In quiet moments, sometimes a respected elder chooses to deepen the conversation. It’s one way you know that life’s adventure doesn’t diminish in later years. I was a guest sitting with her on the sofa in her front room, waiting for others to arrive, and she began to reminisce about the long struggle for equality in our community. For years she’d been a witness at public meetings, a committee member, an active citizen working to make our town a better place. Living up to its most basic promises. Putting an end to some things everyone should have been ashamed of. This was a good story: some blatant injustices knocked down a level or two, some prejudices sent into hiding.
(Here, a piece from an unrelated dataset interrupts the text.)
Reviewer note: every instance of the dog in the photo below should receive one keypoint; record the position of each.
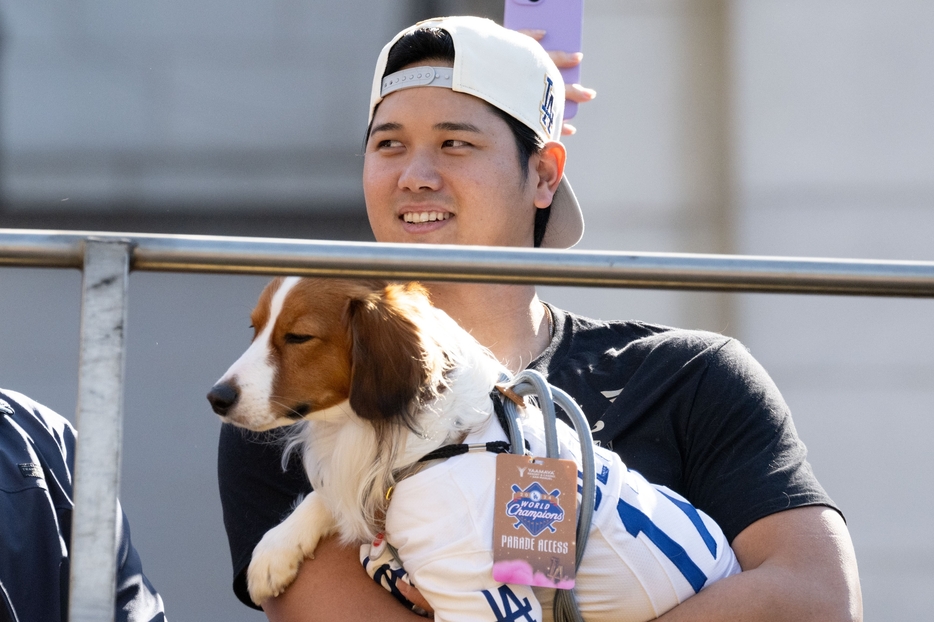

A proud and worthy job well done. I looked across the sofa at her in admiration and gratitude, but she wasn’t done. Instead, her story grew more personal and particular. Shopping downtown one day, she’d realized she needed a boost of energy, maybe a sandwich and a fountain drink. But upstairs, she said, at the department store’s cafe, she was refused service because of the cultural group she belonged to. The anger and shame she described must have been substantial because here it was again, bubbling up after decades, visible across the sofa in the clench of her jaw and then the softening of her eyes. She still felt deeply the insult and the injustice.
If we erase certain recent episodes and trends from the history we teach our schoolchildren, they might grow up surprised that a good number of cultural groups in our country could be angry or grieving about their treatment here. But I drive across Indiana and Michigan and Illinois, maybe you do too. In a small midwestern city or more rural town, it’s not difficult to spot the ugliness of broken-down curbs and crumbling houses, the decay of some once-grand places of worship, the evidence of different groups of fellow citizens pushed aside or abandoned for one historical reason or another. It’s easy to see why old wounds might still haunt members of this community or that one. The damage is still visible on the surface. We’d have to tear pages out of the history books, we’d have to look away, not to see it. The folks raised there don’t even have to open their eyes to remember. All around us, fellow citizens surely do remember. They still deeply feel it.
How to go forward? We’re good at power struggles and retribution, but we don’t take much interest in a people’s wounds. We treat people like light switches that can be turned on or off. Whatever you’ve gone through, throw the switch and get about your business. Grief and rage? Throw the switch, get over it and move on. Poverty? Dismal education? Brutal places to live? Get over it, throw the switch and move on. That’s our general approach. Forget about the decades or generations it might take for a people to heal. Cut nobody any slack if they blunder along the way, if they strike out, if they simmer in rage or fear. Who knows what a people go through down deep after sudden or long-simmering brutality by their fellow citizens. Treating people that way is the bitter national pathology.
If we’re lucky, sitting together on the sofa in her front room, in the privacy of her home, a respected elder teaches us how an old wound works in America. But elsewhere, we aren’t in the habit of talking about it.